G4S chief backed by sports minister

Chief executive Nick Buckles is under pressure to quit his role at G4S

Chief executive Nick Buckles is under pressure to quit his role at G4S

First published in National Sport © by

Under-fire G4S chief executive Nick Buckles should stay in his job during the Olympics, Sports Minister Hugh Robertson has said.

Mr Buckles has come under pressure to quit following his company's failure to provide thousands of security guards for the London Games.

But asked whether Mr Buckles should resign, Mr Robertson said: "The important thing is that we deliver a safe and secure Games, and G4S remain a key partner in that, so I want stability at that firm, and delivery. I don't want resignations causing chaos."

But, speaking at a central London press conference, he added: "What happens to Mr Buckles afterwards is a matter for others in the post-Games environment.

"What is crucial now is that he and his organisation concentrate absolutely on delivering a safe and secure Olympics.I have confidence in their ability to do so."

Mr Robertson's comments came amid reports that a request may be made on Thursday for additional troops to plug any further gaps in security if G4S fails to deliver the necessary number of guards.

The Ministry of Defence (MoD) said contingency plans are in place to provide more troops if needed, but added that no request has yet been received.

But there are reports that a decision will be taken on whether to put 2,000 personnel "on notice to move", which would mean that they would act as a reserve force throughout the Olympics period and would not be available for other tasks.
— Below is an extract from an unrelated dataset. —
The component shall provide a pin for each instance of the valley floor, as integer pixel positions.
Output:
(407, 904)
Sky News quoted an unnamed Home Office source as saying: "The decision to put another 2,000 military personnel on notice to move will be taken tomorrow (Thursday). This comes after very intrusive examination of G4S management and while we are confident that the recruitment targets will be met, it is prudent to make contingency plans of this kind."

A Home Office spokesman said: "We have not asked the military to deploy any more military personnel beyond the 3,500 already agreed."